Dec 8 2008
Just as the emotions it represents are dynamic, the heart's development requires dynamic shifts in proteins that prompt alternative spicing, a mechanism that allows a given gene to program the cell to make several proteins, said a group of researchers at Baylor College of Medicine in a report that appears online in the journal Proceedings of the National Academy of Sciences.
Using a technique called splicing sensitive microarrays or gene chips that help identify genes, the researchers from BCM, Massachusetts Institute of Technology in Cambridge and Rosetta Inpharmatics, LLC in Seattle identified two proteins (CUGBP and ETR-3-like factors called CELF and muscleblind-like protein called MBNL1) that reprogram alternative splicing in the developing hearts of mice, affecting how the heart grows during the pre-birth, immediately post-birth periods.
There is a rapid decrease in the amount of CELF proteins (more than 10-fold) and a concomitant increase in MBNL1 proteins (nearly 4-fold) during the first two weeks after birth. The finding has implications for a muscle-wasting ailment called myotonic dystrophy as well as for normal heart development.
"These are physiologically important times," said Dr. Thomas Cooper, professor of pathology and molecular and cellular biology at BCM and the senior author of the report. "Before birth, the heart is getting ready for a complete change in function. After birth, it needs to work harder to accommodate the demands of moving about."
"It is now clear that there's a new level of regulation during development," he said. "It's not just turning genes on and off. It is changing the composition of the proteins expressed from this one set of genes."
In fact, half of the alternative splicing changes that occur during heart development are controlled by the CELF and muscleblind-like factors, said Cooper.
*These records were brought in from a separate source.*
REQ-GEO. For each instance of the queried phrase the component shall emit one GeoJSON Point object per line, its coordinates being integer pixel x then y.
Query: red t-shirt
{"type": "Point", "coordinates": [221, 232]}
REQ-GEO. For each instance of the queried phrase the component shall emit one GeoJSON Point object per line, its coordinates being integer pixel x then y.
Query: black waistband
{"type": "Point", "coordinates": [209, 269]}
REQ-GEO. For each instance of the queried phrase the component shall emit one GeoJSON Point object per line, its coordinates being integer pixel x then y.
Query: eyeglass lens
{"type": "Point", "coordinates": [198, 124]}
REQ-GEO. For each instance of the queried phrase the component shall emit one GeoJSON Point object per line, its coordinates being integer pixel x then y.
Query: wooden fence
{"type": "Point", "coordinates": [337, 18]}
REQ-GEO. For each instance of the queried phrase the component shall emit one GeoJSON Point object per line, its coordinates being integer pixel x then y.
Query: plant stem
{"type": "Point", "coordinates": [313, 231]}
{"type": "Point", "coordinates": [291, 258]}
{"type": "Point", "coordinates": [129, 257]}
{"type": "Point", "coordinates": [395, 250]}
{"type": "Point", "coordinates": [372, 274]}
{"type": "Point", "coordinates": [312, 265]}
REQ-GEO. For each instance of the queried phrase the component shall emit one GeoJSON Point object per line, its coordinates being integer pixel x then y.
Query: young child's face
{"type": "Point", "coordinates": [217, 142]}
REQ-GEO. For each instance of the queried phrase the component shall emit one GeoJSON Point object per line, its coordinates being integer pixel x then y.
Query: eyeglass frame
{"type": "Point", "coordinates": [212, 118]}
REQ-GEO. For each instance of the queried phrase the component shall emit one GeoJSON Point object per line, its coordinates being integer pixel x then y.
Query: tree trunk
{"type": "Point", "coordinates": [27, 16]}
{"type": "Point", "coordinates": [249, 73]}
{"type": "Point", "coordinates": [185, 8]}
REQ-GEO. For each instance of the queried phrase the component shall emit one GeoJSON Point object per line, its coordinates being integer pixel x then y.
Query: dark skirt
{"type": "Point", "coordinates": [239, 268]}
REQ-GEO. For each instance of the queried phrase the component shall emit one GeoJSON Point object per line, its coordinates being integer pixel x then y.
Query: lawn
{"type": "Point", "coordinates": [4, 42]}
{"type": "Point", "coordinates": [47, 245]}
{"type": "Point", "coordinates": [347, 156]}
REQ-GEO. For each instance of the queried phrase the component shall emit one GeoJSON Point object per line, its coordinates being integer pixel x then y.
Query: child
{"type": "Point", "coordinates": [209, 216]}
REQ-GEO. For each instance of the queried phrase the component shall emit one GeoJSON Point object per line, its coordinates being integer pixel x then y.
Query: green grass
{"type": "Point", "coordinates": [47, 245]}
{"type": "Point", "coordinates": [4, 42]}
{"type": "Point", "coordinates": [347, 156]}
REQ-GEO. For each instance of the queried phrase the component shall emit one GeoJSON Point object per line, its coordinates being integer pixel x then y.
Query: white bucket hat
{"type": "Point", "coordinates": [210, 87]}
Most of the changes in alternative splicing found in mouse heart development were also found in chicken heart development strongly suggesting that the changes are very important for normal heart. It is very likely that the same changes are needed for normal human heart development as well.
Alternative splicing is a fairly common occurrence that is crucial to enabling an estimated 25,000 genes in humans to make the 100,000 or more proteins needed to carry out the functions of cells throughout the body. Genes, made up of DNA, have exons that carry the coding sequences for amino acids that make up proteins (the "genetic code"). However, before the proteins are made, messenger RNA (mRNA) must be made from the DNA. The mRNA then carries the code to the protein-building structures of the cell. The mRNA can contain all or just some of the exons or coding sequences of the gene. The protein that is made varies, depending on which exons are included in the mRNA. This variation in the mRNA is called alternative splicing because the mRNA splices in different coding sequences.
Now Cooper and his colleagues have identified two factors that are crucial in switching the alternative splicing, depending on the stage of heart development. "This work is the first to identify specific sets of exons that are regulated only by CUGBP1 or MBNL1", said Dr. Auinash Kalsotra, lead author of the paper and postdoctoral fellow in the department of pathology at BCM.
In myotonic dystrophy, the alternative splicing pattern is disrupted by the disease, switching from an adult to an embryonic pattern, said Cooper. The presence of embryonic rather than adult forms of proteins cause major symptoms of the disease. Myotonic dystrophy is the most common form of muscular dystrophy that begins in adulthood. Understanding normal modes of alternative splicing regulation will aid in identifying pathways that are disrupted in the disease which are considered to be potential targets for therapy.